It is to the credit of the Home Affairs Select Committee that they unravelled it. The thing is such a cat's cradle, be glad that the superficial impressions can guide us. We have Brodie Clark wading in with a flat contradiction of Theresa May's account of the fiasco. He is Scots. He is old. He is a little rigid. He has a weathered, clean-shaven face. He is the injured party with 38 years of service "and a reputation gone in two days", as he put it.

Then we have Rob Whiteman (what a name for an immigration director). He is younger and metropolitan. He looks like Ben Elton will when he puts on 15 stone. He has a beard. He wasn't in the job six weeks before suspending Mr Clark. He used to be the chief executive (strictly speaking, the fat-cat chief executive) of Barking and Dagenham Council.

Then we have the committee. Keith Vaz – this is such an unlikely thing to say I'm not sure anyone has dared think it – is wonderfully impartial, and is quite as forensic as counsel.

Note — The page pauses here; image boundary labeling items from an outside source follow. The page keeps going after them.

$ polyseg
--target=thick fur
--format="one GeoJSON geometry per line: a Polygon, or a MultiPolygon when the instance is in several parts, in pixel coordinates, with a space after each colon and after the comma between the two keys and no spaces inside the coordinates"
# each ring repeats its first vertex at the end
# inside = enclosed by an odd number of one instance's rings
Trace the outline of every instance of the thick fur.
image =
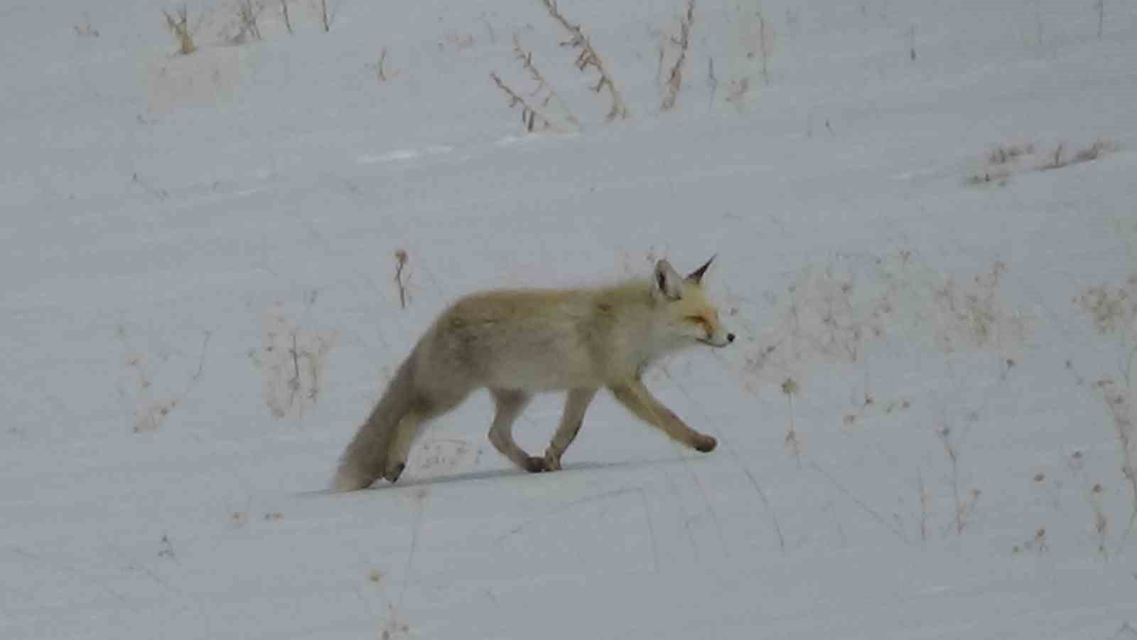
{"type": "Polygon", "coordinates": [[[531,471],[561,468],[599,387],[672,438],[713,450],[713,437],[683,424],[641,381],[663,355],[733,340],[703,292],[709,264],[682,278],[659,261],[653,278],[613,287],[491,290],[459,300],[399,367],[343,452],[334,487],[397,481],[423,424],[479,388],[490,389],[497,408],[490,442],[531,471]],[[514,442],[513,422],[533,393],[549,391],[568,392],[564,417],[545,456],[531,457],[514,442]]]}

So – Mr Clark's defence boils down to one assertion: he never reduced checks to speed up queues. "I am no 'rogue civil servant'," he said. The extra reductions, unauthorised by ministers, were just ordinary practice applied from another policy suite.

There was good questioning from Steve McCabe, David Winnick, Nicola Blackwood with her doubtful face, and Michael Ellis. But Lorraine Fullbrook put her finger on the point when she got Mr Clark to accept he had asked for fingerprint checks to be suspended before the pilot, was turned down, but reduced them anyway.

It seems to let Ms May off and makes Mr Whiteman more right than wrong. But it also looks like Whiteman stamped his authority on his new job by making an example of Mr Clark. Unwise. He also dropped the perm-sec Dame Helen Ghosh in the hash. Most unwise. This one has a good deal left to run.